3. Press the coconut down into the dish and up the sides, until it’s all well covered.
4. Using parchment paper or foil, cover the edges of pie crust while showing the middle.
5. Bake for 10-12 minutes. Remove from oven, let cool slightly.

Next, turn oven up to 375F.
6. Add chocolate chips to the bottom of the pie crust.
7. In a medium bowl, whisk the two eggs, set aside.
8. Add butter to a large saucepan, and melt over medium-low heat. Once completely melted, add coconut sugar and maple syrup. Whisk for 2-3 minutes.
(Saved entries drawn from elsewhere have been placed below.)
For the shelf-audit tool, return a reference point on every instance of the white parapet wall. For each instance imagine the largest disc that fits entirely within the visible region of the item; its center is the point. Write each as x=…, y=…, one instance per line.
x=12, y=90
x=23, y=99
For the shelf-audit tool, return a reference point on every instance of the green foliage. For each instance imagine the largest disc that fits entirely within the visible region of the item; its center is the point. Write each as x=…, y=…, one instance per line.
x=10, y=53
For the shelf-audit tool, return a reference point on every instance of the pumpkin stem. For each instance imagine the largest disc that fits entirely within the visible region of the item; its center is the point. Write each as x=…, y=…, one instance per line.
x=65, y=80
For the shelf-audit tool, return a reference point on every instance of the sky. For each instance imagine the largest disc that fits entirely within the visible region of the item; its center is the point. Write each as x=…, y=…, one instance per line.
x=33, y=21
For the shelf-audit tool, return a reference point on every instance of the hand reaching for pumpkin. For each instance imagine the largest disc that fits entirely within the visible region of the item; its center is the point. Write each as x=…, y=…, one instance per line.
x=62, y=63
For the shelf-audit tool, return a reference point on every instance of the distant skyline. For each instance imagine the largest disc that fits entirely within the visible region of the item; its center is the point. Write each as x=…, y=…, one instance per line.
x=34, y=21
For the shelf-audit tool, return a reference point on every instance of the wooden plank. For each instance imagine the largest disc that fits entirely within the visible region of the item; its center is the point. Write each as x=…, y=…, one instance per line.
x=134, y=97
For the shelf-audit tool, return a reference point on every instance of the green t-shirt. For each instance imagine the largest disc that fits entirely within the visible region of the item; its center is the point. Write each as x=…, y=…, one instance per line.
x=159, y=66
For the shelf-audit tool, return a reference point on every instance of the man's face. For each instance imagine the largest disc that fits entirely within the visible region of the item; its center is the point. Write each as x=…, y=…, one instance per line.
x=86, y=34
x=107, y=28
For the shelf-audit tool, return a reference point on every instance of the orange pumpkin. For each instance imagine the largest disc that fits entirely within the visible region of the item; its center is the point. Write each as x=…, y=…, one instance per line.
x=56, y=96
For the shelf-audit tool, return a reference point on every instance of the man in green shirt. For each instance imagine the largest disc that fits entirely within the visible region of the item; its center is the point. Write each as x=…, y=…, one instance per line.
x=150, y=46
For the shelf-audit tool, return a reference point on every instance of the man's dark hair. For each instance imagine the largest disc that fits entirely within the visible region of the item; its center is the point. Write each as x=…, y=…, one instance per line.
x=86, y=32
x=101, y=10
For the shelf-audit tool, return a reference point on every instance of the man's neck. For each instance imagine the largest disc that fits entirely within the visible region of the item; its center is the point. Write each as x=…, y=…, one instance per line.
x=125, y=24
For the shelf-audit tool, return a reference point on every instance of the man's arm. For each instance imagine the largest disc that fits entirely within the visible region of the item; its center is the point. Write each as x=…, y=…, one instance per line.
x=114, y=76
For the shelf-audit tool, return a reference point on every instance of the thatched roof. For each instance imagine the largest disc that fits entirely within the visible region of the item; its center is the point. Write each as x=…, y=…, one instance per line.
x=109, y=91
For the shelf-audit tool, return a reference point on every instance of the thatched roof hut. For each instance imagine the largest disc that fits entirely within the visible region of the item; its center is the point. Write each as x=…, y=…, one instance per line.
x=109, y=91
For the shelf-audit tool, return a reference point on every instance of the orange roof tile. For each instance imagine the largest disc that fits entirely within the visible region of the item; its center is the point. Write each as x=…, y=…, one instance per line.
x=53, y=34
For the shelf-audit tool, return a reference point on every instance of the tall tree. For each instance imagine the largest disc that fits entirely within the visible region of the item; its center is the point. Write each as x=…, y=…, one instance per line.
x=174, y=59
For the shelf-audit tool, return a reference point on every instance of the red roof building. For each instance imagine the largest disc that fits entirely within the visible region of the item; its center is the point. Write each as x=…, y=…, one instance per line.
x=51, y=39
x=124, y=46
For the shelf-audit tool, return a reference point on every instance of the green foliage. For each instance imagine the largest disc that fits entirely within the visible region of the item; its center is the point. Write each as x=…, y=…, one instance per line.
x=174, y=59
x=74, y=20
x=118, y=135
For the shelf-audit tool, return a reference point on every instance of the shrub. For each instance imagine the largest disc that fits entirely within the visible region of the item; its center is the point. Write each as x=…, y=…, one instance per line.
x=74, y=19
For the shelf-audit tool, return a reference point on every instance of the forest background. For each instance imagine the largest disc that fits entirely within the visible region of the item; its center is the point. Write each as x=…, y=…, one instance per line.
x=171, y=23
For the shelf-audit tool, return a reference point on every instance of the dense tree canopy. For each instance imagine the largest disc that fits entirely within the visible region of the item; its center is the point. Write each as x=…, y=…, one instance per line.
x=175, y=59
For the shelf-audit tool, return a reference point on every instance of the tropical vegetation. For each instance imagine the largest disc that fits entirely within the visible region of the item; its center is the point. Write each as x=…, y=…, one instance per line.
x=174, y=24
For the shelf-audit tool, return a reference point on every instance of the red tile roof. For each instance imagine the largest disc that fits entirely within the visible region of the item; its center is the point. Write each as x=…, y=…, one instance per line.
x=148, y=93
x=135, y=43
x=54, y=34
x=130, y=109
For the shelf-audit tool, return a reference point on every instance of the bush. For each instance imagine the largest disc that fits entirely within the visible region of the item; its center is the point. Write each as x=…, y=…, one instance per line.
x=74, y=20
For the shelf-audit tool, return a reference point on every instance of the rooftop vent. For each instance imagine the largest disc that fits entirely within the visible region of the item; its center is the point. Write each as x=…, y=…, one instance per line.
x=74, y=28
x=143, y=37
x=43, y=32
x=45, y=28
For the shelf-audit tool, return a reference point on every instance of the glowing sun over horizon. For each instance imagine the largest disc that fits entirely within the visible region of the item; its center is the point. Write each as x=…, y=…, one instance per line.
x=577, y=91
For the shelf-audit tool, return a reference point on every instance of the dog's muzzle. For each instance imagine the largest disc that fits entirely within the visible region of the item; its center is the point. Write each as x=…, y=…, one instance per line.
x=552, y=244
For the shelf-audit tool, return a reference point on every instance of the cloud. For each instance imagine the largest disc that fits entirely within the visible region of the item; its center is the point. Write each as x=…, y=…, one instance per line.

Cool in pan for 5 minutes.
9. Once cooled, whisk the butter mixture with the eggs in the medium bowl. Stir in pecan pieces.
10. Pour pecan mixture over chocolate in pie crust. Bake for 22-25 minutes. Place a large cookie sheet on the rack directly under your pie pan to catch any spills that may occur.
11. Once set, remove from oven and allow to cool completely before serving.

I just served this pie at my family Christmas party and it was a huge hit! Plus, no one missed the classic pie crust; everyone kept talking about how amazing the coconut crust was. I had two pieces myself! When I find gluten free dessert that tastes amazing, there’s no stopping my need to pig out!

I also had to throw in a picture of this antipasto salad that I made to share with my family…it just looks so festive!

salad

Wishing all of you a happy, healthy holiday season! I hope you all enjoy these recipes and can bring them to your gatherings. I’d love to hear about any holiday food adaptations you’ve had to make!